Provisions Still to be Regulated at State Level:

    Many states across the nation are already facing a budget crisis for the next fiscal year. Expanding state-funded Medicaid programs for low-income residents will add billions of dollars to an already strained state budget. Beyond the cost of paying for the new reforms, there are more fundamental democratic principles that have entered the discussion. Many Americans view the federal health mandates similarly to the recent Wall Street and auto industry bailouts as an extension of government intervention into their daily lives. The federal mandates have triggered a multi-state appeal to the U.S. Supreme Court, challenging the constitutionality of the new law. In fact, Pennsylvania’s Attorney General and Republican Gubernatorial Candidate Tom Corbett is among those challenging the law.
    State Representative Matt Baker (R -168th), of Tioga County, who serves as the minority chairman of the House Health and Human Services Committee, spoke with IndependentNEPA.
    “Anytime you make health care more expansive at the taxpayer’s expense, you make it more expensive, subject to further control of government, thereby eroding individual freedom, liberties, and choices that have made our nation great,” he said, opposing the reforms. Baker expressed concern that the anticipated expansion of the welfare Medicaid population in Pennsylvania and significant cuts of $500 billion in Medicare benefits to senior citizens does nothing to control costs, and that “ObamaCare gives more control to the massive federal government–– with more rules, regulations, and paperwork–– and enhances a culture of dependency and entitlement that is financially unsustainable.”
    In an exclusive interview with IndependentNEPA, State Representative Eddie Day Pashinski (D-121st) discussed his significant concern over the sustainability of the current health care system. Although agreeing, in part, with Baker, Pashinski sees the debate in far different terms.
    Pashinski has long been an advocate for health care reform and believes, “There are compelling arguments on both sides of the debate, which forces a need for further investigation.” Prior to being elected to his current seat in the General Assembly, Pashinski served as a union representative for the Greater Nanticoke Area School District’s Education Association.
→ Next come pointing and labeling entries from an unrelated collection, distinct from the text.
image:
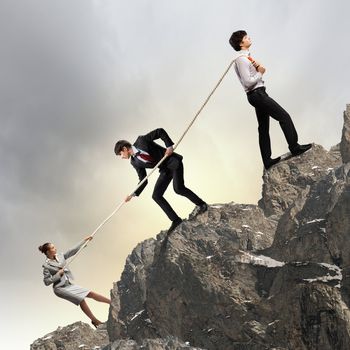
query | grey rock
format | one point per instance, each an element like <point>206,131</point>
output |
<point>286,181</point>
<point>345,140</point>
<point>169,343</point>
<point>78,335</point>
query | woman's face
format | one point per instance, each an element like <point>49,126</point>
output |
<point>51,252</point>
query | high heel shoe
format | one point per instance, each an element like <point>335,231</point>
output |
<point>96,323</point>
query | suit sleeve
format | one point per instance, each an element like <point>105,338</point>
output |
<point>141,173</point>
<point>48,278</point>
<point>242,64</point>
<point>73,251</point>
<point>159,133</point>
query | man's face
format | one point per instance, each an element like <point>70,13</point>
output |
<point>124,153</point>
<point>246,42</point>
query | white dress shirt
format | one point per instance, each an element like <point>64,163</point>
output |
<point>249,77</point>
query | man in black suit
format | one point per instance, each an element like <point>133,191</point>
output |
<point>145,153</point>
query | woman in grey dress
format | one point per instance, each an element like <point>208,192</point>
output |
<point>60,277</point>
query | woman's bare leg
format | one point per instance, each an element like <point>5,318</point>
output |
<point>84,306</point>
<point>98,297</point>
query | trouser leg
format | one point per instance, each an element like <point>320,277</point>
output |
<point>264,135</point>
<point>262,101</point>
<point>181,189</point>
<point>160,187</point>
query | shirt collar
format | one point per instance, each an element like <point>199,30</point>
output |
<point>134,149</point>
<point>244,52</point>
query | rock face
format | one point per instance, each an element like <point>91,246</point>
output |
<point>345,141</point>
<point>75,336</point>
<point>170,343</point>
<point>248,277</point>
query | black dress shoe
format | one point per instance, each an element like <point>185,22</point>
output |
<point>301,149</point>
<point>202,208</point>
<point>272,162</point>
<point>174,224</point>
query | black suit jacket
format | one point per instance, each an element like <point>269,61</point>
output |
<point>146,143</point>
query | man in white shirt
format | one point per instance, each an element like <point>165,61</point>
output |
<point>250,74</point>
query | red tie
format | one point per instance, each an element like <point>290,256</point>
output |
<point>146,157</point>
<point>251,59</point>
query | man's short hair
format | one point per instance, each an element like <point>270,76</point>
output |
<point>236,39</point>
<point>119,146</point>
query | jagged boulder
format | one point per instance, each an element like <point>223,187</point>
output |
<point>345,140</point>
<point>287,181</point>
<point>170,343</point>
<point>78,335</point>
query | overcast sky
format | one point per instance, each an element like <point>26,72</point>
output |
<point>76,76</point>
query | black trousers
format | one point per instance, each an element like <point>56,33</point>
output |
<point>173,170</point>
<point>266,107</point>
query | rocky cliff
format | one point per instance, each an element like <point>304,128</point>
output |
<point>249,277</point>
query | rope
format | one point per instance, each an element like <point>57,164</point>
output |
<point>158,164</point>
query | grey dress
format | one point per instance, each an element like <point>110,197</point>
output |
<point>62,285</point>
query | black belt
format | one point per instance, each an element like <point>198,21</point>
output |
<point>255,90</point>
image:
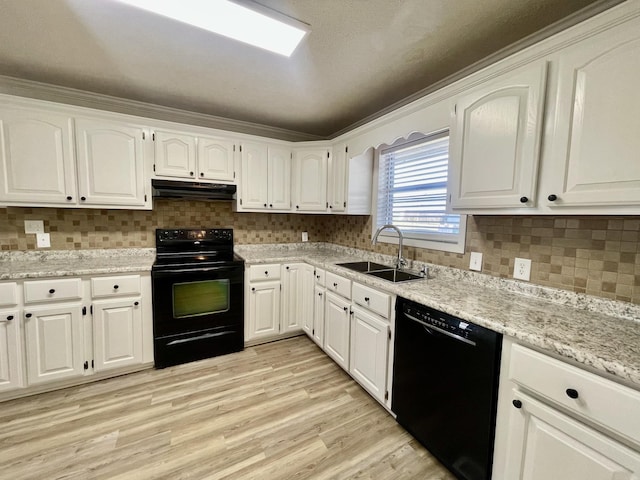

It was in the trenches of labor/management negotiations with the school district where he witnessed the failures of health care policy, noting that the system was not sustainable.
    Pashinski stressed that “Everybody has a right to a quality health care plan, a ‘Chevy Plan.’” In an effort to identify solutions to the health care system crises, he spearheaded the formation of the Northeast Pennsylvania Health Care Reform Task Force, self-described as “a volunteer group of knowledgeable, active professionals who have come together to share their expertise, ideas, and concerns relative to our present health care crisis.”
    In a report forwarded to President Obama, Vice-President Joseph Biden, and U.S. Health and Human Services Secretary Kathleen Sebelius, recommendations were made to address issues with key segments of the health market, including the health care delivery system (hospitals, clinics, doctors, etc.), insurance and pharmaceutical industries, and medical equipment manufacturers and suppliers. One of its many recommendations was the formation of a regulatory agency, much like the Public Utility Commission (PUC), to oversee and manage the health system.
    Pashinski likened the health care crisis to a boat that has sprung a leak. Bailing water out of a sinking boat, in desperation, without plugging the holes, will not save the boat or its occupants. Accordingly, if we don’t lower premiums and cut the costs of health care delivery, we cannot solve the crisis. Providers and insurers cannot continue to make the profits they currently enjoy; and, duplication, inefficiency, and waste must be removed from the system. Pashinski concluded that when it comes to health care, “everybody pays for it one way or another… Nobody receives health care for free.”